Ils se saluèrent respectivement puis ils suivirent le marsouin jusqu’au quai d’embarquement royal. Une fois sur le quai, ils furent tous les trois équipés de scaphandres avec micro-phones et haut-parleurs intégrés afin de pouvoir communiquer en surface, comme ceux que Winston et Samuel avaient dû utiliser.
« Bizarre… Commença Winston. Pourquoi est-ce que l’on doit s’équiper avant de monter dans la navette de transport ? La dernière fois nous nous étions juste équipés avant d’arriver à la surface…
— C’est à cause du vaisseau que l’on va utiliser. Répondit Samuel, tout en s’équipant.
— Il a quoi de particulier ce vaisseau ?
— Je savais que tu allais le demander, sourit le Lieutenant. Mais la réponse ne va pas te plaire, ni à Katia…
— Ne me dis pas que le sonar est plus puissant… Winston se mit à blêmir d’appréhension.

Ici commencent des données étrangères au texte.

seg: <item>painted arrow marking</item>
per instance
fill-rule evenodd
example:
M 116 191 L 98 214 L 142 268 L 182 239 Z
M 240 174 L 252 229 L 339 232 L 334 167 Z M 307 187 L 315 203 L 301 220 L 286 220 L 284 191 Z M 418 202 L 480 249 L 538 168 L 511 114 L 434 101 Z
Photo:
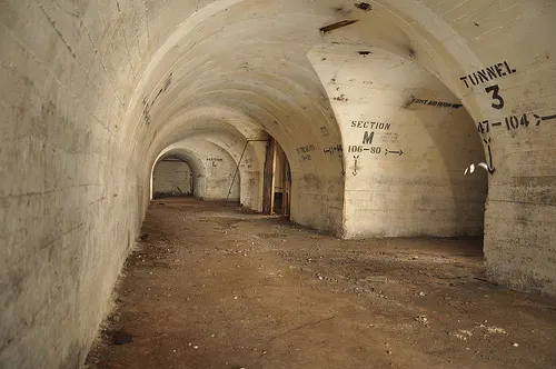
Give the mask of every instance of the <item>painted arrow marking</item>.
M 479 162 L 477 167 L 480 167 L 488 171 L 490 174 L 495 172 L 495 168 L 493 166 L 493 152 L 490 150 L 490 138 L 488 139 L 483 139 L 483 141 L 486 143 L 487 149 L 488 149 L 488 164 L 486 162 Z M 465 168 L 464 176 L 467 174 L 467 172 L 473 173 L 475 171 L 475 164 L 470 164 L 468 168 Z
M 535 119 L 537 120 L 537 126 L 540 124 L 542 121 L 545 121 L 545 120 L 550 120 L 550 119 L 556 119 L 556 114 L 553 114 L 553 116 L 545 116 L 545 117 L 540 117 L 540 116 L 537 116 L 537 114 L 533 114 L 533 117 L 535 117 Z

— Je ne te le dis pas mais… Si. Et sa vitesse de croisière est aussi plus rapide pour nous permettre de nous échapper plus facilement. De ce fait, nous arriverons aussi plus rapidement sur place. Ho, ne vous inquiétez pas, sa structure est étudiée pour vous permettre de passer les paliers de décompression dans un laps de temps approprié. Mais en contrepartie, je ne pourrais pas voyager avec vous.

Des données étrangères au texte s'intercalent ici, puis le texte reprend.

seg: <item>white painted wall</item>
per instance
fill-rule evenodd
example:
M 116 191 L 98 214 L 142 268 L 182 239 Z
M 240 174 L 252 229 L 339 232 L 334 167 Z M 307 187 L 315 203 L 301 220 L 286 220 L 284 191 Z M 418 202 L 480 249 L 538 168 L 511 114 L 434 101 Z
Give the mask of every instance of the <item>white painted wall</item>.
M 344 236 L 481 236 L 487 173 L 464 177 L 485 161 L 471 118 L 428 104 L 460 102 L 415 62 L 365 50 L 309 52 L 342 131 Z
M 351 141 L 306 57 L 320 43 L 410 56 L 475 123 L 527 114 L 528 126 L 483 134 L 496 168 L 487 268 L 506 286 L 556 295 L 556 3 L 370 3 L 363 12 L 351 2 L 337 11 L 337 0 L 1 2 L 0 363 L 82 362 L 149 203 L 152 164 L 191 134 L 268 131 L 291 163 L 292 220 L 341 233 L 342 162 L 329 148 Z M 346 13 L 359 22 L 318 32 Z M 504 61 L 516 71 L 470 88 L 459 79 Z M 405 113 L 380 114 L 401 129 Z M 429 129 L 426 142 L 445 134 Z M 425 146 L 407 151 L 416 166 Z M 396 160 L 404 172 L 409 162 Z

— Comment ça ? Tu ne nous accompagne pas ? S’inquiéta Katia.
— Si, bien sûr. Mais je serais avec mes poissons, pour que nous puissions faire une reconnaissance à notre arrivée et nous assurer que vous puissiez sortir une fois vos corps habitués à la pression en surface.
— Heu… Ça ne risquerait pas d’être mal perçu par nos hôtes ? Demanda Winston.
— Probablement, mais j’ai étudié comment font les autres membres de l’ONU, et c’est déjà arrivé à de nombreuses reprises. De plus… Nous avons obtenu leur accord de procéder ainsi. »
Winston était bluffé. Il n’aurait jamais pensé à tout ça s’il avait été dans la situation de Samuel. Il était capable d’anticiper de nombreux scenarii de maladies possibles, mais jamais il n’aurait songé qu’il soit aussi possible de le faire sur le plan militaire. Soit ce gros balourd est plus malin qu’il n’en a l’air, soit il a été briefé par un excellent stratège, se dit-il. Mais quel genre de stratège ? Les abysséens ne connaissaient plus la guerre depuis des siècles. Ils réglaient maintenant leurs conflits par la discussion ou le défi. Il n’eut pas le temps d’en demander plus à son ami. Un énorme vaisseau s’arrima au quai sans faire de bruit ni de déplacement d’eau.
Le vaisseau devait bien faire dans les vingt mètres de hauteur pour une centaine de mètres de long. C’était un bijou de fusion entre la biotechnologie abysséenne et la mécanique humaine. Il était difficile de savoir où commençait la mécanique et où finissait la vie. Les faisceaux de bioluminescence semblaient capable de mobilité, dans le but de se mouvoir de façon plus discrète mais également de pouvoir envoyer des signaux en fonction de la couleur et de la forme adoptée. Des anémones étaient réparties le long de la coque afin de pouvoir alerter en cas de déplacement d’eau anormal. La coque était faite en grande partie de corail, de pierre ponce récupérée ainsi que de restes de carcasses de baleine et de bateaux. Les turbines étaient à la fois mécaniques et organiques, c’était la première fois qu’ils voyaient une telle maîtrise et une telle prouesse. Ce système permettait ainsi une propulsion non polluante et avec un faible coût énergétique pour les organismes qui constituaient l’ensemble du bâtiment, grâce à la construction élastique réalisée par des micro-organismes pour reproduire les siphons des mollusques.